Lectionary Year A
October 27, 2002
Matthew 22:34-46

Step III: Composition

A. Immediate Context
(JFC) Pre - The first 33 verses of Matthew 22, covered in the two weeks' previous Gospel Lections, find Jesus telling the Parable of the Wedding Feast for the King's son, where attendees had to be brought in from the highways and byways. Next the Pharisees tried to trick Jesus with the question of taxation. Jesus declared that payment to both Caesar and to God are ordered, which answer sent away the Pharisees. Then the Sadducees, not believing in the resurrection, posed a hypothetical scenario, re: several husbands' deaths, requiring brothers to marry the widow, trying to see who would be wed in heaven. Jesus' teaching astounded the Sadducees. Is that altercation what "silenced the Sadducees"?
Post - Matthew, chapter 23, finds Jesus telling the crowds to do what the scribes and Pharisees teach which differs from what they do, which He tells them not to do. Then He lists their errors and pronounces "woes" on them. He concludes this chapter with a lament over Jerusalem for her disobedience and lack of responsiveness.
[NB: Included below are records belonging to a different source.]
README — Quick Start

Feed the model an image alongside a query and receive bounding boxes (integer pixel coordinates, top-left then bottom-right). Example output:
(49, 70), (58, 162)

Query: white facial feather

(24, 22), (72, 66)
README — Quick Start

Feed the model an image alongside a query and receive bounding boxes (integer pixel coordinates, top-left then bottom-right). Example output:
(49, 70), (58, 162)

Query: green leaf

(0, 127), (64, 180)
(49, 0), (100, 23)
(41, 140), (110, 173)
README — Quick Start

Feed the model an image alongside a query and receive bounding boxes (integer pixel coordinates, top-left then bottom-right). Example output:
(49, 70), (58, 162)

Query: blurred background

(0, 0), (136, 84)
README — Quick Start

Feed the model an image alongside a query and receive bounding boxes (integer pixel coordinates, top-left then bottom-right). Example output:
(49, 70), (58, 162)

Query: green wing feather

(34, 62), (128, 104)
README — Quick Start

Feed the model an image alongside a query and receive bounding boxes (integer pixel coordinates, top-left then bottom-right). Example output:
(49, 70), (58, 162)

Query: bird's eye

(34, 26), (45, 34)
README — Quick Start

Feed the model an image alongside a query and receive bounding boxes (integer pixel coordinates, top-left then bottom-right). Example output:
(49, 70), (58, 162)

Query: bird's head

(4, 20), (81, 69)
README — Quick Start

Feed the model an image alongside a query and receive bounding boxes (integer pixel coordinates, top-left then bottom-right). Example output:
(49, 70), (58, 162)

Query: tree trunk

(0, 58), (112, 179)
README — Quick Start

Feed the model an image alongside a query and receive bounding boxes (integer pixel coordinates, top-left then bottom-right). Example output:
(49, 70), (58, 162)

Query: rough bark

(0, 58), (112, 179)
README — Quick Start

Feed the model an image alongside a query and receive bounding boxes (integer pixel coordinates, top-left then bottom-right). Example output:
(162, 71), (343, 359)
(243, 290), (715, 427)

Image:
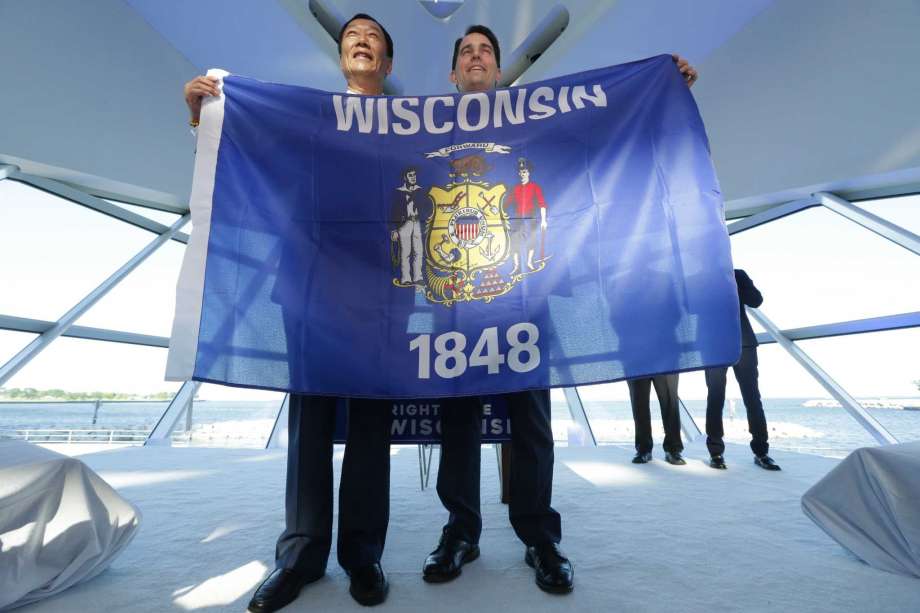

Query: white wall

(694, 0), (920, 206)
(0, 0), (198, 198)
B. Organization of the Compositional Whole

(JFC) As noted previously in these pages, Albright and Mann, observe in the Anchor Bible commentary, "Matthew has two principal interests: the fulfillment of God's purposes in and through Jesus, and how this fulfillment will find its expression in the community which Jesus founded." Although the most concise outline of this Gospel seems to be in Reginald H. Fuller's article in Harper's Bible Commentary, a more nearly complete summary might be: the first two chapters of Matthew's Gospel tell of Jesus' birth. 3:1-12 relate John the Baptist's activities. 3:13-4:11 give accounts of Jesus' temptation and baptism. 4:12-18:35 tell of His teachings and preaching in Galilee. These chapters include the Sermon on the Mount (5-7), commissioning and instructing the twelve (10), Jesus' authority's source(s) (11-12), parables on the Kingdom (13), life in the new community/the New Israel (14-17) and Jesus' journeying to Jerusalem for His last week on earth (21-28). Through these segments, Matthew's Gospel seems to intend to depict Jesus as the Messiah the Old Testament Jews longed for. It highlights Jesus' fulfilling more prophecies than the other Gospels do. It seems to want to clarify that the New Testament people are the true Israel (16:17-19), actually replacing the former Israel. Several commentaries give "five discourses in chapters 5-7, 10, 13, 18, and 24-25, that Matthew intended his work to serve as a basic book for his community, . . . In fact, Matthew came to serve as the preeminent Gospel for the church as a whole," says Fuller.

C. Issues of Authorship

(JFC) As previously noted, since early in the second century CE, when Papias, a bishop of Hierapolis, referred to Matthew, the tax collector, one of Jesus' disciples (Matt. 9:9 and 10:3), it has been thought he wrote this Gospel. However, Papias says that work contains only sayings of Jesus and that it was written in Hebrew. Matthew, as we have it, tells of actions and events, as well as sayings of Jesus and it was written in Greek, not Hebrew. So, evidently, Papias means another document, one now lost. This Gospel seems to have been written anonymously between 70-85 CE, since it is mentioned by Ignatius of Antioch in 115 CE and relies on Mark's Gospel, which was written about 70 CE. Ignatius also says it was written in Syria. Suzanna de Dietrich (LBC) notes that the community addressed by this Gospel is "experiencing persecution. . . The writer was concerned to fortify the faith of the Christians - to remind them that Jesus had foreseen these struggles and that He had foreseen the apostasy of some, the lukewarmness of others (5:11-12; 10:16-23; 24:9-13)." And, Eduard Schweizer (The Good News According To Matthew) says, "Above all, the method of learned interpretation of the Law, which 'loses' and 'binds,' was still central for Matthew and his community. . . Preservation of sayings such as 23:2-3, which support the continued authority of Pharisaic teaching, and above all the special emphasis placed on the requirement not to offend those who still think in legalistic terms (17:24-27) show that dialogue with the Jewish Synagogue had not yet been broken off. On the other hand, a saying like 27:25 shows that the Christian community had conclusively split with the Synagogue, even though hope for the conversion of Jews was not yet totally dead."